Le langage est aussi ancien que le monde: en créant les premiers membres de la grande famille humaine, Dieu a dû leur donner une manière de se communiquer leurs pensées, leurs désirs, leurs volontés. Ce moyen, c'est le langage. Mais quelle est la langue primitive communiquée à l'homme? Perron se montre le patron zélé de la langue celtique; Webb plaide chaudement la cause du chinois; plusieurs auteurs modernes se font les champions de Goropius-Becanus qui proclame le flamand comme la langue du paradis terrestre; à côté de ces prétentions, viennent les défenseurs des langues semitiques; enfin l'hébreu réunit en sa faveur de nombreux et puissants suffrages. Mais nous n'avons pas le moindre désir de nous arrêter à cette question qui a tant occupé les savants. Nous laissons les uns soutenir que le langage peut être une invention graduelle de l'espèce humaine, les autres prétendre que c'est le résultat nécessaire et spontané de l'organisation de l'homme. Nous passons à côté de Smith, qui assure que l'invention du langage a commencé par les substantifs, et de Herder, qui donne le pas aux interjections. Pour nous, nous voulons seulement jeter un coup-d'œil rapide sur les divers langages qui sont venus tour à tour régner dans le petit coin de terre qui nous occupe, et aboutir au patois actuel du pays de Bray; patois qui s'efface de jour en jour, et dont on ne trouverait bientôt plus la moindre trace, si l'on ne s'empressait de recueillir ce qui en reste: «Il est facile de le prévoir, dit M. du Méril, bientôt les patois auront complètement disparu; beaucoup de mots employés par les pères ne sont déjà plus intelligibles pour les enfants, et l'on doit se hâter de les recueillir si l'on porte quelque intérêt aux origines de la langue [3]

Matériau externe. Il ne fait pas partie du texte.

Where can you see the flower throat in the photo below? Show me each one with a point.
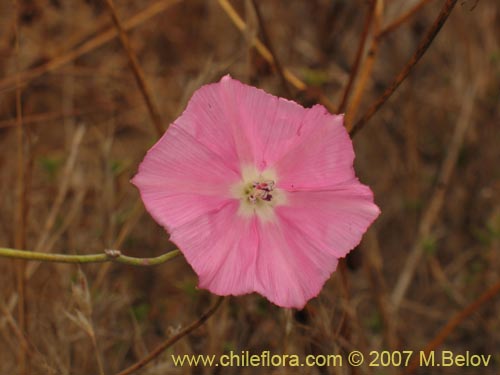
(260, 191)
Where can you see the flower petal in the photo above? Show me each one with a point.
(181, 179)
(324, 158)
(245, 125)
(221, 247)
(290, 270)
(333, 221)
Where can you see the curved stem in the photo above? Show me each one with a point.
(422, 48)
(107, 256)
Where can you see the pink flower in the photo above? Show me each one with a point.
(258, 192)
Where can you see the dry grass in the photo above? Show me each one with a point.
(83, 125)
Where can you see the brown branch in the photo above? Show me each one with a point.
(433, 209)
(402, 19)
(172, 340)
(367, 67)
(136, 69)
(88, 46)
(266, 54)
(453, 323)
(21, 209)
(357, 59)
(267, 42)
(422, 48)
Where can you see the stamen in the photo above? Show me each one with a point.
(261, 191)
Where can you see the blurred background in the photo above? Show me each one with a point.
(74, 126)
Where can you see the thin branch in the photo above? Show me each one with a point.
(21, 209)
(402, 19)
(422, 48)
(367, 67)
(88, 46)
(172, 340)
(136, 69)
(357, 59)
(108, 256)
(268, 43)
(453, 323)
(267, 55)
(433, 209)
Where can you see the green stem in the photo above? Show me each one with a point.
(107, 256)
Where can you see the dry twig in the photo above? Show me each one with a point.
(172, 340)
(402, 19)
(422, 48)
(359, 55)
(136, 69)
(431, 214)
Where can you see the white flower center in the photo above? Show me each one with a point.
(258, 193)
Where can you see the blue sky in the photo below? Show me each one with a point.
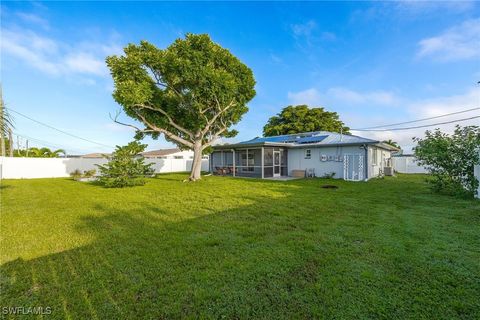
(372, 62)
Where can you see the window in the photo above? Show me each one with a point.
(308, 153)
(248, 159)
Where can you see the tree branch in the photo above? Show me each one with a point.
(165, 132)
(115, 119)
(215, 117)
(170, 120)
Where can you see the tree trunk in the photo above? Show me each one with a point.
(195, 174)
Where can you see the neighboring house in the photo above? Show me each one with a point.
(407, 163)
(173, 153)
(349, 157)
(95, 155)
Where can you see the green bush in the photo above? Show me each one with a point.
(125, 168)
(89, 173)
(77, 174)
(450, 159)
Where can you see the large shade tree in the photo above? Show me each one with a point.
(450, 159)
(301, 118)
(191, 92)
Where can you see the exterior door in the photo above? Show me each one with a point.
(353, 167)
(276, 163)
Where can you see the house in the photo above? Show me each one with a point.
(407, 163)
(317, 153)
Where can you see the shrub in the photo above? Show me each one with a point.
(89, 173)
(450, 159)
(328, 175)
(77, 174)
(125, 168)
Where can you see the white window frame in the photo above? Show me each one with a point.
(308, 153)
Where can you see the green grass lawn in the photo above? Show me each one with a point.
(240, 248)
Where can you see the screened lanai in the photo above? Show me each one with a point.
(255, 162)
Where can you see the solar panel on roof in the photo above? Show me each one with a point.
(312, 139)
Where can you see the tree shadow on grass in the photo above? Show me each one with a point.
(255, 261)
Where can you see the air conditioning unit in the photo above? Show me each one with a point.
(388, 171)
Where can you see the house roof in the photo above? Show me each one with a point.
(316, 138)
(160, 152)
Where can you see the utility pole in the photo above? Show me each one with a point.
(10, 142)
(2, 126)
(18, 145)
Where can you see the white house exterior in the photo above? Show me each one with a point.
(407, 163)
(314, 153)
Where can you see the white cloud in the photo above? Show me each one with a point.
(310, 97)
(343, 95)
(304, 29)
(425, 6)
(85, 63)
(374, 97)
(33, 19)
(55, 57)
(457, 43)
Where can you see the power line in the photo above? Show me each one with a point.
(417, 127)
(64, 132)
(412, 121)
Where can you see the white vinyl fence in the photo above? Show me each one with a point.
(27, 168)
(407, 164)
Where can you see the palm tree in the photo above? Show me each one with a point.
(392, 143)
(6, 123)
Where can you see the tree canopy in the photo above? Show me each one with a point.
(192, 92)
(392, 143)
(125, 168)
(451, 159)
(301, 118)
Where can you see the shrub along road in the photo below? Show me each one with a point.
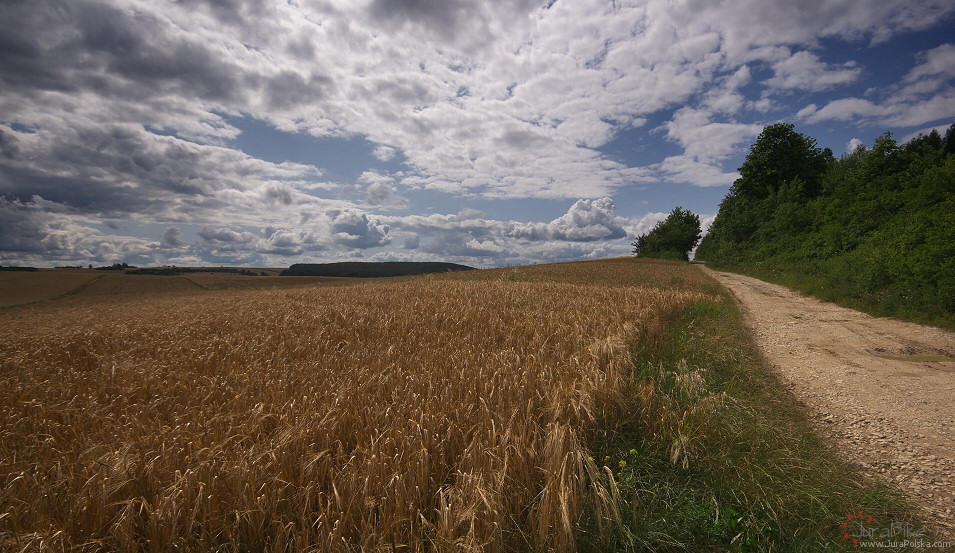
(883, 389)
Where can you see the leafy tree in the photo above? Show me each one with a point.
(780, 155)
(672, 238)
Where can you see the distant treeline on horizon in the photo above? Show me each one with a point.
(362, 269)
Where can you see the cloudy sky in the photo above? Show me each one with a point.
(264, 133)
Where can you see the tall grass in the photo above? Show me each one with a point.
(444, 414)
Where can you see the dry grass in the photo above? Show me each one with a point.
(18, 287)
(439, 413)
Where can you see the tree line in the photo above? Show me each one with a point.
(874, 228)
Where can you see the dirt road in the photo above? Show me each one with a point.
(883, 389)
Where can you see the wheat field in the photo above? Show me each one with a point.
(442, 413)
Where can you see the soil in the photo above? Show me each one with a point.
(883, 390)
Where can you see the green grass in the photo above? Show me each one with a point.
(833, 285)
(718, 456)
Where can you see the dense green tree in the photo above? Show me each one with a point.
(780, 155)
(672, 238)
(874, 229)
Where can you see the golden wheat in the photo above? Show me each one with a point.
(445, 414)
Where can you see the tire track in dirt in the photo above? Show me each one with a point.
(884, 390)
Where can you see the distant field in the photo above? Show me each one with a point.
(17, 288)
(610, 405)
(26, 287)
(431, 410)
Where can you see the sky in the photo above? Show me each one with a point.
(265, 133)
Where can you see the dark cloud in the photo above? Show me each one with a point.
(172, 238)
(9, 147)
(585, 221)
(354, 229)
(23, 228)
(225, 236)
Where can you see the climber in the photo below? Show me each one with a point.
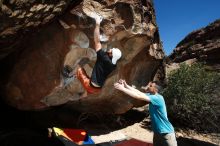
(105, 63)
(164, 134)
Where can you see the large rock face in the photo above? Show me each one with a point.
(32, 76)
(203, 45)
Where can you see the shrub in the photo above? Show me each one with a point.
(191, 97)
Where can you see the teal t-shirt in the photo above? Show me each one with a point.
(158, 114)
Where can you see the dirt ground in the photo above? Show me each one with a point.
(136, 124)
(138, 131)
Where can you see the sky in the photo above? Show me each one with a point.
(177, 18)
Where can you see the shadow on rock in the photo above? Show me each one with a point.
(192, 142)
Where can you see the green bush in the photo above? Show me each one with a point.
(191, 97)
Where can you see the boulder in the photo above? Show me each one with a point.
(34, 75)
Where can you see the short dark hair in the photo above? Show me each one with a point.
(159, 88)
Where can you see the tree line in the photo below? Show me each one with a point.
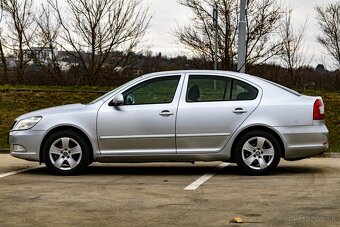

[Note 3: ][ (retour) ] Dictionnaire du Patois normand, Introduction, page XXXIV.

Cependant, il ne faudrait pas croire que la différence qui existe entre le langage du savant le patois du paysan soit uniquement une différence d'origine; il faut aussi faire la part du progrès et du temps, «La langue du savant et celle du vulgaire au fond sont identiques, à cette simple différence près, que la langue parlée par le vulgaire à une époque déterminée est toujours celle que parlait le savant à une époque antérieure, et que la première n'a d'autre avantage sur la seconde que d'être constamment avec elle de quelques siècles en retard; ainsi le français de nos villages est aujourd'hui, sur beaucoup de points, le français qui se parlait il y a trois ou quatre cents ans, à la cour même de nos rois [4].» Nous aurons plus tard occasion de donner la preuve de ce que dit ici le savant et laborieux autour auquel nous empruntons ces paroles.

[Note 4: ][ (retour) ] Essai sur le langage, par M. A. Charma, page 171.

Les Gaulois sont les premiers habitants connus de notre contrée: mais, comme ils ne nous ont point transmis de langue écrite, il est impossible de rien conjecturer sur leur langage. Leurs doctrines religieuses, leurs lois, leurs annales passaient d'âge en âge par tradition orale, et nous ne saurions pénétrer des secrets qui reposent ensevelis avec eux sous le tertre où dort leur dépouille mortelle, depuis deux mille ans [5].

[Note 5: ][ (retour) ] On peut consulter, sur les habitudes et usages des Celtes ou Gaulois, notre Essai sur le canton de Londinières, pag. 100-113.